Bart Rybinski, EEM’s vice president of European operations, attended the conference to hear the testimonials of transformed lives — and to catch up with the ministry’s representatives, including Dimitrios Argyropoulos, a minister for the Glyfada Church of Christ in Athens.

“Who would have thought that we would have tens of thousands of Muslims in our own environment, where they are receptive to learning about our Lord Jesus Christ?” Rybinski said. “At the same time, the sheer numbers create significant tension in European societies — something that some exploit for their own political reasons — and many are overcome with fear of what might be.

“We need churches to pray that God will give all of us the courage to remember that our future is in his hands and not in the might of the state. We need churches to pray that we see this not as a threat, but as an opportunity to love those who arrive, minister to their needs and proclaim the Good News to them.”

Bart RybinskiRybinski and his family worship with a small congregation in Vienna, Austria, where they have ministered to refugees from Iran and Afghanistan. One recently was baptized.

“To see the Word through his eyes — someone from the Middle East — gives us a new and fresh understanding of the Scriptures,” Rybinski said. “We see hope and new future through him — a future that does not depend on divisions along racial or national lines, but one that truly actualizes Isaiah’s prophecies of peace among nations that our Messiah came to bring.

“European churches need new blood. We need a new hope and fresh start to revitalize and give energy to the body of Christ.
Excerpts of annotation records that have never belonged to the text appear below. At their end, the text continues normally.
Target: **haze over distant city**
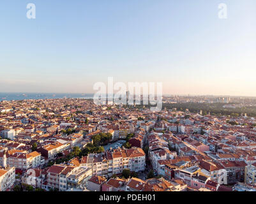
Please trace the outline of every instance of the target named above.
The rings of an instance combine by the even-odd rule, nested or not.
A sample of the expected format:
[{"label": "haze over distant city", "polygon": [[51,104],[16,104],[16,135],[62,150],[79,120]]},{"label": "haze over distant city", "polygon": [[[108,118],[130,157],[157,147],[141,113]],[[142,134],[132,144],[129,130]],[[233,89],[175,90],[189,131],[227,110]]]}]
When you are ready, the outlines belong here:
[{"label": "haze over distant city", "polygon": [[[163,82],[164,94],[256,96],[256,1],[0,2],[0,92],[93,93]],[[225,2],[224,2],[225,1]]]}]

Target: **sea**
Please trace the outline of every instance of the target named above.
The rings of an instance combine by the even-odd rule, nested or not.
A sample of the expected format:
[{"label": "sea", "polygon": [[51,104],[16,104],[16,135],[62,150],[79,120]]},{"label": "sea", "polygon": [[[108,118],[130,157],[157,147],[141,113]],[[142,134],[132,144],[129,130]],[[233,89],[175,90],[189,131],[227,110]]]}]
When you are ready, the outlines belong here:
[{"label": "sea", "polygon": [[0,92],[0,101],[25,99],[81,98],[93,99],[94,94]]}]

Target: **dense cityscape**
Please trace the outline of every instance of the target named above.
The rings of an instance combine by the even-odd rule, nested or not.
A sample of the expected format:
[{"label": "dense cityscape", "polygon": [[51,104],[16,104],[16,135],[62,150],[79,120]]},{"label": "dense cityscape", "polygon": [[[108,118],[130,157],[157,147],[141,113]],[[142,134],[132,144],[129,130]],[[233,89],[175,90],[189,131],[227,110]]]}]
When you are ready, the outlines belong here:
[{"label": "dense cityscape", "polygon": [[80,98],[1,101],[0,191],[256,191],[253,112],[205,108],[255,111],[255,98],[163,103],[156,112]]}]

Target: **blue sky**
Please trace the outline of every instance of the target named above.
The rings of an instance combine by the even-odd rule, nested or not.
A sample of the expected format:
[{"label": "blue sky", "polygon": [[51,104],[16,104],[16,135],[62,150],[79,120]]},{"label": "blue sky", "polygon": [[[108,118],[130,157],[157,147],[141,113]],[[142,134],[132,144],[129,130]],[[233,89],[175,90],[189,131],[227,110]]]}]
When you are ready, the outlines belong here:
[{"label": "blue sky", "polygon": [[256,96],[255,25],[255,0],[1,0],[0,92],[91,93],[113,76]]}]

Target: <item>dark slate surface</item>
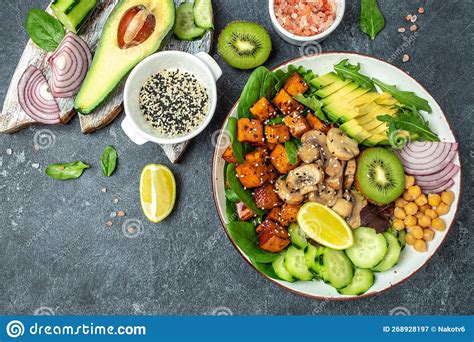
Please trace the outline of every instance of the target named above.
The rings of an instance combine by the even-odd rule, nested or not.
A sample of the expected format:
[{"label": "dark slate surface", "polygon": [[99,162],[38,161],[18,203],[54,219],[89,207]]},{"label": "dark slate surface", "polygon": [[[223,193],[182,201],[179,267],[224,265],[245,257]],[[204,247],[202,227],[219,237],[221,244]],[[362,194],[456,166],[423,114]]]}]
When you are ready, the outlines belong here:
[{"label": "dark slate surface", "polygon": [[[27,36],[27,10],[47,1],[5,1],[0,18],[0,100]],[[410,280],[354,302],[321,302],[271,284],[250,268],[228,241],[217,217],[210,183],[212,135],[239,96],[248,72],[229,68],[219,81],[219,105],[210,127],[192,143],[179,165],[170,165],[178,201],[162,224],[148,223],[140,209],[139,174],[149,163],[169,164],[158,146],[136,146],[119,122],[82,135],[78,119],[63,127],[32,127],[0,136],[0,313],[2,314],[472,314],[472,89],[473,1],[379,1],[387,26],[375,41],[359,31],[358,1],[350,1],[341,26],[323,51],[356,51],[393,60],[423,83],[445,110],[461,142],[464,193],[446,243]],[[397,28],[423,4],[414,42],[403,45]],[[272,31],[264,0],[215,1],[217,32],[232,20],[260,22],[274,51],[267,66],[300,56]],[[398,49],[398,52],[397,52]],[[401,50],[400,50],[401,49]],[[401,52],[400,52],[401,51]],[[401,62],[408,53],[411,60]],[[48,131],[40,131],[48,129]],[[35,151],[35,135],[46,148]],[[47,135],[52,138],[48,147]],[[107,144],[120,163],[102,176],[99,158]],[[13,150],[7,155],[7,149]],[[52,181],[48,163],[81,159],[94,167],[80,180]],[[39,164],[39,169],[33,167]],[[100,189],[106,187],[107,192]],[[114,203],[118,198],[118,203]],[[110,213],[126,217],[105,223]],[[122,227],[139,220],[143,231],[127,238]],[[137,223],[135,222],[135,225]],[[402,307],[401,309],[399,307]]]}]

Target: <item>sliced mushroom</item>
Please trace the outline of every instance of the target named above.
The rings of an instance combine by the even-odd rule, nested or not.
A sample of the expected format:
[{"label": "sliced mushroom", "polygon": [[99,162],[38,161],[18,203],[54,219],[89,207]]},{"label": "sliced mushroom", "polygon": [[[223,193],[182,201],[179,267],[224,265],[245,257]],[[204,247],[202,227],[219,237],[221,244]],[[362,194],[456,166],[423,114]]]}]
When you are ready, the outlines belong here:
[{"label": "sliced mushroom", "polygon": [[355,159],[351,159],[346,164],[344,170],[344,189],[350,189],[354,183],[354,176],[357,169],[357,162]]},{"label": "sliced mushroom", "polygon": [[367,200],[364,196],[355,190],[351,190],[351,198],[353,203],[352,213],[347,223],[352,229],[359,228],[361,225],[360,212],[367,205]]},{"label": "sliced mushroom", "polygon": [[359,144],[349,138],[342,130],[333,127],[327,135],[327,146],[332,157],[350,160],[359,155]]},{"label": "sliced mushroom", "polygon": [[278,180],[275,182],[275,191],[278,194],[278,197],[288,204],[300,204],[303,202],[304,196],[301,195],[299,191],[290,191],[282,177],[278,178]]},{"label": "sliced mushroom", "polygon": [[286,177],[286,186],[292,192],[306,195],[318,189],[324,180],[323,170],[316,164],[306,164],[291,170]]},{"label": "sliced mushroom", "polygon": [[332,206],[332,210],[342,217],[349,217],[352,213],[352,203],[344,198],[338,198]]}]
I think this is a great opportunity for that.”
‘WE HAVE NOTHING TO FEAR’During the conference, attendees visited a center that serves refugees in Athens.

“We had the chance to communicate with them, feed them, sing to them and show them the love of Christ,” said Wissam Al-Aethawi, a minister in Dearborn, Mich. “We had two responses from among the Arab refugees and two baptisms.”

The conference was especially meaningful for Al-Aethawi, himself a former refugee from Iraq who was baptized, in secret, in a hotel bathroom in Kurdistan. Now he ministers to the people of Dearborn, the epicenter of Arab life in the U.S.

Visiting “the country whose language is that of the New Testament” was awe-inspiring, Al-Aethawi said. “The trip was both emotional and eye-opener because of that — and because of the fact that I have seen refugees from the Muslim world who were, in many ways, less fortunate than I was.”

Phanat OuchAnother former refugee, Phanat Ouch, said he could relate to the hardships faced by the Middle Easterners. A native of Cambodia, Ouch’s parents fled to neighboring Thailand in the wake of the brutal Khmer Rouge regime. They later moved to Texas, where Ouch became a Christian. Now he serves as a minister and ministry trainer in Cambodia and locales around the world through Bear Valley Bible Institute International.

“The biggest takeaway for me was that we have nothing to fear,” Ouch said. “Syrian souls are just like Cambodian souls. We all need Jesus.”

Ouch also said he appreciated the willingness of participants — who represented a variety of Churches of Christ with a variety of doctrinal stances — to “put aside their differences to unite together to reach out to Muslims … fulfilling Jesus’ prayer (for unity, as recorded in John 17).

“We all know where we stand in our doctrine, and to be able to put love for the lost first, before our differences, is to be commended.”